I am sick.  Not the oh, my nose is running and I feel blah sick, but the evil, ever-changing flu turned into bronchitis sick.  I sound like a frog going through adolescence, (which is considerably better than when I could hardly be heard), I feel like my throat has holes in it from coughing so much, I’ve had a ‘spit’ bottle as my best friend, and I feel like I haven’t slept in weeks. None of this is ideal (not that I ever enjoy sickness) timing considering I started a new job last week as a nanny and I have a huge amount of reading and assignments this semester.  The flu hit me late Thursday in full force and I thought, due to stubborness and bad insurance, that I could adminster OTC medicine and manage.  I was wrong.

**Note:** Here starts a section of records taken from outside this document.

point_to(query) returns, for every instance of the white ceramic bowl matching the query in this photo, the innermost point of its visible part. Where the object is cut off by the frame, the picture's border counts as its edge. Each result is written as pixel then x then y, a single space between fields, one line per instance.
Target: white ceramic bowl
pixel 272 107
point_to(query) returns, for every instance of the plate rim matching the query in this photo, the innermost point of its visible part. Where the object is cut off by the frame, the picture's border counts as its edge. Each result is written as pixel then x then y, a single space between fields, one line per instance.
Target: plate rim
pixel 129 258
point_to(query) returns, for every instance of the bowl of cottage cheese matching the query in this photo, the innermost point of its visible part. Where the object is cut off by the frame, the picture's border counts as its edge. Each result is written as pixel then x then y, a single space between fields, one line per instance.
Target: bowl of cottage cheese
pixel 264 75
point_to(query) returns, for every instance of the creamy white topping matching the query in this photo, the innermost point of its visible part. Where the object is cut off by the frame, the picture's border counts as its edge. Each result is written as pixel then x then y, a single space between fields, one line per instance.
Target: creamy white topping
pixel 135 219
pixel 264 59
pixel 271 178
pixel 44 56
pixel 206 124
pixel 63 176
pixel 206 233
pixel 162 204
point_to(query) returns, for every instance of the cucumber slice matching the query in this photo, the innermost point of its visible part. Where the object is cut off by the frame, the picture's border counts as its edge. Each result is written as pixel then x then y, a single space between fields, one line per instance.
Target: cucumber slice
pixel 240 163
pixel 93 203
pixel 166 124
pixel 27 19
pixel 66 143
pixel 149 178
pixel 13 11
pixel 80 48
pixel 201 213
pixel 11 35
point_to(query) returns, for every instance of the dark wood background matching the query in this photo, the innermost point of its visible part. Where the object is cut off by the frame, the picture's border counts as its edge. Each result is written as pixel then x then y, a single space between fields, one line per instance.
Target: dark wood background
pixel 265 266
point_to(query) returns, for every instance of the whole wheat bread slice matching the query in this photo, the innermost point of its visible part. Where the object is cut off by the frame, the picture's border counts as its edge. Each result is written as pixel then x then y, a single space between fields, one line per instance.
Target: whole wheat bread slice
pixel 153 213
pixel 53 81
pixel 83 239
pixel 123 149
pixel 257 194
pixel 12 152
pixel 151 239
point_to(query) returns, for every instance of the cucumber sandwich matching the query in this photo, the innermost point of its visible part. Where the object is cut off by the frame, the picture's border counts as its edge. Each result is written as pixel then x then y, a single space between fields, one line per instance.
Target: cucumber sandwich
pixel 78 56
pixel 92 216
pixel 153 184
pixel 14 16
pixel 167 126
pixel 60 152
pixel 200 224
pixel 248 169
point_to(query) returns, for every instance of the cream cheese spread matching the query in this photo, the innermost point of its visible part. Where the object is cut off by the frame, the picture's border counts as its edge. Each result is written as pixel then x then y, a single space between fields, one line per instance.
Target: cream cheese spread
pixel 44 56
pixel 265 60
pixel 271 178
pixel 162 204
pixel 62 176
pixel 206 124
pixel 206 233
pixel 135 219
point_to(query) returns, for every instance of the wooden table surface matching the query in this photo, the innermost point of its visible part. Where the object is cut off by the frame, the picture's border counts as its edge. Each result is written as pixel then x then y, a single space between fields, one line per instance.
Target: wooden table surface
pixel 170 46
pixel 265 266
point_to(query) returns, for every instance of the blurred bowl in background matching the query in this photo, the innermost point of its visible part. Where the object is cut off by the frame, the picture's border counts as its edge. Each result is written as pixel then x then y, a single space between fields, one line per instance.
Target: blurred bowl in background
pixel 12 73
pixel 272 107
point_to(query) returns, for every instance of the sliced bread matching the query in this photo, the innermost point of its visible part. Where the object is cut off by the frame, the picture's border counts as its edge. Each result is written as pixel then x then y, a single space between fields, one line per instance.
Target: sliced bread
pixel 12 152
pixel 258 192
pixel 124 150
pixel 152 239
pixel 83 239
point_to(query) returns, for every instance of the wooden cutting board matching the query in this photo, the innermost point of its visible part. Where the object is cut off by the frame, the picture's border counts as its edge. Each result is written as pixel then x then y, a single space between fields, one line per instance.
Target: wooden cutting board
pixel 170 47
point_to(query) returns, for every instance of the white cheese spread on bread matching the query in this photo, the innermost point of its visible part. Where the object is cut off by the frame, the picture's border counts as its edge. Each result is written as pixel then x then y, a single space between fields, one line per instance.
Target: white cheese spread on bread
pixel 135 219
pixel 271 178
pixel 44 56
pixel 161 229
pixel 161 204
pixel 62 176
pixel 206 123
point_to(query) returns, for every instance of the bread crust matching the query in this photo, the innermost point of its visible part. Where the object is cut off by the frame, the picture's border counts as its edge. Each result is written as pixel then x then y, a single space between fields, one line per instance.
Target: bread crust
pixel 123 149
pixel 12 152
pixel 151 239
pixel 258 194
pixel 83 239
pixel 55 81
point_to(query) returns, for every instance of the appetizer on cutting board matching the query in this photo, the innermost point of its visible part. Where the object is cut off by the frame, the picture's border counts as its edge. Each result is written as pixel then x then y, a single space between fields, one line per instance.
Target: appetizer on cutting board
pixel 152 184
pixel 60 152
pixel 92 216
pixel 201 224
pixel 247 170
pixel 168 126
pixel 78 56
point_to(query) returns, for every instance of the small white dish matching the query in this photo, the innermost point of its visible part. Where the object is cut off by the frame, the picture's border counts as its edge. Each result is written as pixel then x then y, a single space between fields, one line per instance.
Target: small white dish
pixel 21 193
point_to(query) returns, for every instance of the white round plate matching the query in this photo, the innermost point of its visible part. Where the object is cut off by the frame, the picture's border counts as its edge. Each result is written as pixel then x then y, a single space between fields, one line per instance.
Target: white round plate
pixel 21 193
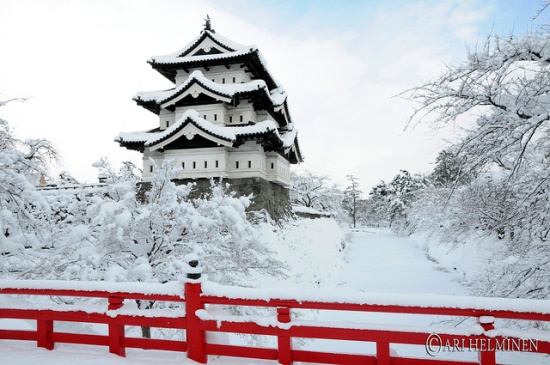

Not only was I out of commission all weekend, but I was actually getting worse.  Follow the advice of your elders and wiser people, go to the doctor at the first signs of flu symptoms, don’t be stubborn!  I made an appointment, but couldn’t get in until this morning (Tuesday); must be flu season or something.  So I manage to drag myself out of bed after a night of cough-interrupted sleep and get to the doctor only two minutes late.  I check in and am  handed a mask (like the ones on ER), and told to sit in the sick section.  Yes, not only had I been given a visual sign of my sickness, but I was quarantined as well. 

Now, while I completely understand their precautions and the wiseness in this, I have to admit that I was slightly mortified.  I think I briefly checked my skin to see if I had indeed turned into a leper as images of outcasts flew through my head.  Okay, dramatic, yes, but I am sick.  So I put on my mask so I don’t infect the empty waiting room (It is 8:15 in the morning), and take my seat in the “I’m sick and I have cooties section.”  Maybe I would have felt better if I wasn’t the only leper; then again, maybe not. 

So after my exile and Michael Jackson face adornment, I was ushered back to my room to again wait.  The nurse tech then proceeds to ask, I mean interrogate me about my reason for visiting.  As I wasn’t feeling quite myself and not appreciating further being treated as a second-class citizen, I considered responding by saying, “I just came in for the nifty fashion accessory and do research on the effects of bias against sick persons.”  However, I know better and I calmly and sweetly croaked my symptoms as quickly as I could, grinned as she roughly took my blood pressure, and nodded when she left the room, apparently as eager to leave the room as I was to see her go.

Now, she could have been having a bad day or some other personal problem that was weighing on her.  We all have those days.  But this was how she acted the last time I was there.  My thoughts are that I have the incredible luck to see her on those bad days, she has those bad days often, she dislikes her job and sick people, or she is their secret weapon at keeping patients healthy because they don’t want to have such a sour reception and treatment when already feeling yucky.  Then again, maybe God is teaching me a lesson or using me to teach her a lesson or share His love.  My vote is the secret weapon theory, though God probably has some hand in it.

So I have now experienced what it feels like to be singled out because of something that is wrong with me, and that doesn’t feel so great.  Makes me appreciate my health and blessings all the more.